Listen to this Article Now
Getting your Trinity Audio player ready...
Gas prices topped $5 a gallon nationwide as of Saturday, according to the latest price data from AAA, and the sharp rise in recent months is not showing signs of slowing.
The national average for a gallon of regular gas is now $5, which is nearly two dollars higher per gallon than a year ago, and 20 states have hit the $5 threshold. Drivers in California are seeing the highest average, $6.43, which is $2.21 higher per gallon than a year ago.
The primary factors driving the rise are inflation, the war in Ukraine and removal of Russian oil from the international market, lack of U.S. refinery capacity, and a rise in demand following two years of pandemic restrictions.
More pain at the pump is expected, particularly among lower income Americans, though this hasn’t deterred most drivers — yet.

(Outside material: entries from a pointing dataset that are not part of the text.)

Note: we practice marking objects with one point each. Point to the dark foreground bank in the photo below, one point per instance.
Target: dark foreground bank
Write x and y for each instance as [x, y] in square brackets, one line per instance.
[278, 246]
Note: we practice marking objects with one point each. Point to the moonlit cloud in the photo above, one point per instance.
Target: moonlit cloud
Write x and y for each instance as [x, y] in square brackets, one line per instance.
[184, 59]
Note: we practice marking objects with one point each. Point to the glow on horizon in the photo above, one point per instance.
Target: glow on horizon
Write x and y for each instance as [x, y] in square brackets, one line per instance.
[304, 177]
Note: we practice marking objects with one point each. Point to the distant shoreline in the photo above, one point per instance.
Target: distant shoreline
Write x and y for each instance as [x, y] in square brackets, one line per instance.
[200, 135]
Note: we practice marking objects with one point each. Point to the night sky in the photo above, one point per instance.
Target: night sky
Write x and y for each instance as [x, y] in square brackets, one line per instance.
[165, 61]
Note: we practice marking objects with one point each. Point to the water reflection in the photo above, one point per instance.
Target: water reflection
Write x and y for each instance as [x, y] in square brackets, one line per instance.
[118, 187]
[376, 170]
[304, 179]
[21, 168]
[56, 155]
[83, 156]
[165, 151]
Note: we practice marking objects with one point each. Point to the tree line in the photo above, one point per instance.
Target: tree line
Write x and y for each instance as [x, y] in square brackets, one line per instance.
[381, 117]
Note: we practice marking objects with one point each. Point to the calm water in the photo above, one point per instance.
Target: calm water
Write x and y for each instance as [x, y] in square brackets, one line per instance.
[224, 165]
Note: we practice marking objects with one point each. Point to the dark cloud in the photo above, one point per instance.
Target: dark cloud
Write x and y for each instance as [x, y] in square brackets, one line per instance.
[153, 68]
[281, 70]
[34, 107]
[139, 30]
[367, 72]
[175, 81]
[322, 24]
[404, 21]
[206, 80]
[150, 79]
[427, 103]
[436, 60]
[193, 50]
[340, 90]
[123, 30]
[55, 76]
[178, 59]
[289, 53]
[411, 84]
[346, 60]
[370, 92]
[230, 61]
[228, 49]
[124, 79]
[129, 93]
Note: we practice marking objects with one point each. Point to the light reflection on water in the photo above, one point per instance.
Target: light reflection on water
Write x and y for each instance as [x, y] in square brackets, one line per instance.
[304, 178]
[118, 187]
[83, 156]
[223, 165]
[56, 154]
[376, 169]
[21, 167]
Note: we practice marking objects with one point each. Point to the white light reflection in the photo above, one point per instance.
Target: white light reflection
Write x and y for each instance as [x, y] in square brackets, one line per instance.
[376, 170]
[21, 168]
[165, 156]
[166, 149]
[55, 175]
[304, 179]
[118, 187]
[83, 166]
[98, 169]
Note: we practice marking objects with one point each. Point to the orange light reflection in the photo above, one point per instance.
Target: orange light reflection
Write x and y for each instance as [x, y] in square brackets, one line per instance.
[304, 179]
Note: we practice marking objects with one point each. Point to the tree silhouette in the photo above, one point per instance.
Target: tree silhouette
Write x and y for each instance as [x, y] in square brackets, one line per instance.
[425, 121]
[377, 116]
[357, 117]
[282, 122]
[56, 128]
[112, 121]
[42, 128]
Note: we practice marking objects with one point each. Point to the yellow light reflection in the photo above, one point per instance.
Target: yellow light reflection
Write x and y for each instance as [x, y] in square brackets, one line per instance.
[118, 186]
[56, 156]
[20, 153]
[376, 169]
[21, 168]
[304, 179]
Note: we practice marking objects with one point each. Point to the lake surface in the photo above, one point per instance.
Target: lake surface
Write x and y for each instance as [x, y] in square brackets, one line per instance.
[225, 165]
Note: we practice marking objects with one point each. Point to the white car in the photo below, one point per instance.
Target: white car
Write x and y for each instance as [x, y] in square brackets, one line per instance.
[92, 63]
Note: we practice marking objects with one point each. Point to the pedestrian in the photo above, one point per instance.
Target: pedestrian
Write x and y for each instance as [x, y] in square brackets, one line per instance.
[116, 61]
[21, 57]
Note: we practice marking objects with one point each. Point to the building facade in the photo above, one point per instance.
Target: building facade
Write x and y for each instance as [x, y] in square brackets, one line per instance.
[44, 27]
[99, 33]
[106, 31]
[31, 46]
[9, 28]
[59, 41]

“People are still fueling up, despite these high prices,” AAA Spokesperson Andrew Gross stated in a news release this week. “At some point, drivers may change their daily driving habits or lifestyle due to these high prices, but we are not there yet.”
JPMorgan recently asserted that the nationwide average — currently $4.86 per gallon — could surpass $6.20 per gallon by August. Eventually, the high price at the gas pump could lead to demand destruction, in which drivers curtail gas consumption to save money.
“One could argue that demand destruction for gasoline has already started,” Peter McNally, global sector lead for industrials, materials, and energy at Third Bridge, told Yahoo Finance this week.
In any case, researchers at DataTrek are now calling for Brent oil to average $140 a barrel as signaling a “recession indicator since any time since 1970 when oil prices have gone up 2x in a year, a recession has followed in the next 12-18 months, DataTrek researchers stated in a new note.
A similar sentiment came from Goldman Sachs calling for Brent oil to touch $135 a barrel during the second half of the year and first half of the next year — which is up from the previous forecast.
West Texas Intermediate crude oil, the U.S. benchmark, currently sits at $120 per barrel. Crude oil costs comprise about 60% of the pump price, according to the U.S. Energy Information Administration (EIA).